One of the important components of good self-education habits is the ability to focus. I don’t buy in too much to innate intelligence as the determining factor in whether someone can learn well. I’ve just seen too many instances of someone with what appeared to be average intelligence and skills excel far beyond others who supposedly had much more of both. I believe focus makes the difference. Someone who can truly focus on a learning project is going to learn better than someone who is constantly distracted or multitasking.
Alan H. Cohen’s advice in his book Why Your Life Sucks and What You Can Do About It is one of the smartest bits of advice I’ve ever read in a self-improvement book. (It’s a great book by the way and I recommend it.) Here’s what he wrote.
The secret of genius is focus. If you can laser your attention on any subject or project, it will reveal its blueprint to you. George Washington Carver discovered 325 uses for the peanut and 100 for the sweet potato! Great geniuses are powerful focusers. Many have been called eccentric or insane because they put aside worldly concerns for the sake of their music, art, architecture, drama, inventing, or writing. But they are the individuals who change the world, while those with scattered attention wade through mediocre lives. Geniuses don’t fritter their precious minds on mass trends. They create the trends that alter the masses.
Cohen’s insight is so true and the focus he mentions, combined with tenacity and conviction, is an astoundingly powerful combination.

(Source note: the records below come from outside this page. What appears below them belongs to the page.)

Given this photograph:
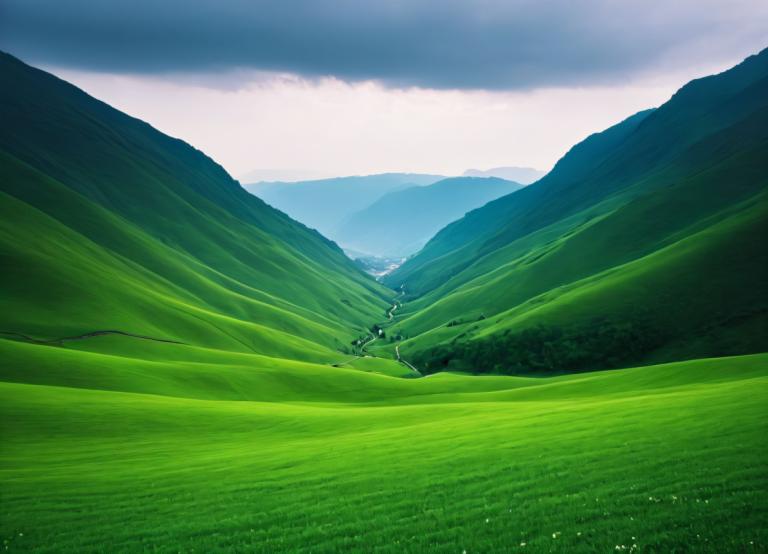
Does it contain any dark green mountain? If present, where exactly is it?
[0,54,388,360]
[386,51,768,371]
[245,173,443,238]
[333,177,522,257]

Recent research on the effects of multitasking back up the claim that focus is important and gives pause to those of us who are constantly emailing, tweeting, surfing, texting, (yes, I’m often guilty of the previous four), watching television, playing video games and otherwise flitting constantly from thing to thing while we attempt to learn something.

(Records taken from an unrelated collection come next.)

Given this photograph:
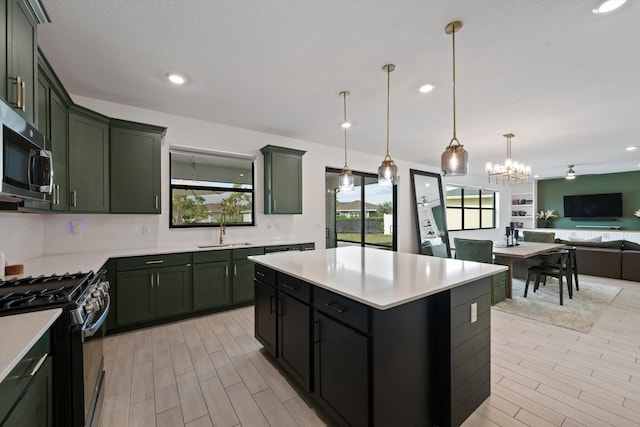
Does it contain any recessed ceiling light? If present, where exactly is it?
[167,73,187,85]
[591,0,627,13]
[418,83,436,93]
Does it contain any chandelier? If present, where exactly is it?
[486,133,531,183]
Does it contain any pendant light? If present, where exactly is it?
[378,64,398,185]
[441,21,469,176]
[338,90,353,191]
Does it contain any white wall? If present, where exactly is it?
[0,96,509,261]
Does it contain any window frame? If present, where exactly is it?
[444,184,498,231]
[169,148,256,229]
[325,167,398,252]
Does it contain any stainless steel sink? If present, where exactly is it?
[198,242,253,249]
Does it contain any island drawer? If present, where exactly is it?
[254,264,276,288]
[278,273,311,304]
[313,287,369,333]
[0,331,51,425]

According to a study in the Proceedings of the National Academy of Sciences, heavy multitaskers are easily distracted by irrelevant information. A potential reason for this may be that people who multitask tend to retain all of that distracting, and often mundane, information in short-term memory. If your short-term memory is full of a lot of stuff that’s not relevant to the real tasks at hand (such as learning something), it affects your ability to focus.

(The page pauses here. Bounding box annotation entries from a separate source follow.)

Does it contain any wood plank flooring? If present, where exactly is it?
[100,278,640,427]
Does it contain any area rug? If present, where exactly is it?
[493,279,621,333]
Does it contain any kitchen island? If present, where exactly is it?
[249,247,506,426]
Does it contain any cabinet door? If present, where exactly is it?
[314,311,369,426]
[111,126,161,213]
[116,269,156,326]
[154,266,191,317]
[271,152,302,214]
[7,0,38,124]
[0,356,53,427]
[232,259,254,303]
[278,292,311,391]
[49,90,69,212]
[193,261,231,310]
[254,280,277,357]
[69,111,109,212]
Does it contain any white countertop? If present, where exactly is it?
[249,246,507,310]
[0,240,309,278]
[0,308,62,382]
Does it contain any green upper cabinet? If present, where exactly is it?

So what can we learn from all this. When you want to learn something, focus on it. Set aside time to focus solely on your learning. If your environment is distracting, change it. Go to a library or anywhere you can best focus. Or find yourself some good noise-canceling headphones to create some privacy if you’re in a loud environment. No two of us are alike and what might be distracting surroundings to one person might be an atmosphere of solitude to another.
In addition to controlling the distractions within our environment, we need to minimize the distractions within ourselves. Whatever it takes to bring your focus to the objective of the moment, make that a part of your self-education practice. Meditation might help. Taking care of those lagging chores or tasks on your to do list might free up your mind to focus on more important matters. Perhaps you can “trick” yourself into focusing by thinking of your learning projects in 15-minute chunks of time. Whatever works for you, do it. The ability to focus is imperative if you’re going to maintain a life of effective self-education.
Remember what Peter McWilliams said, “Our thoughts create our reality – where we put our focus is the direction we tend to go.” So put your focus on your learning and you’ll learn.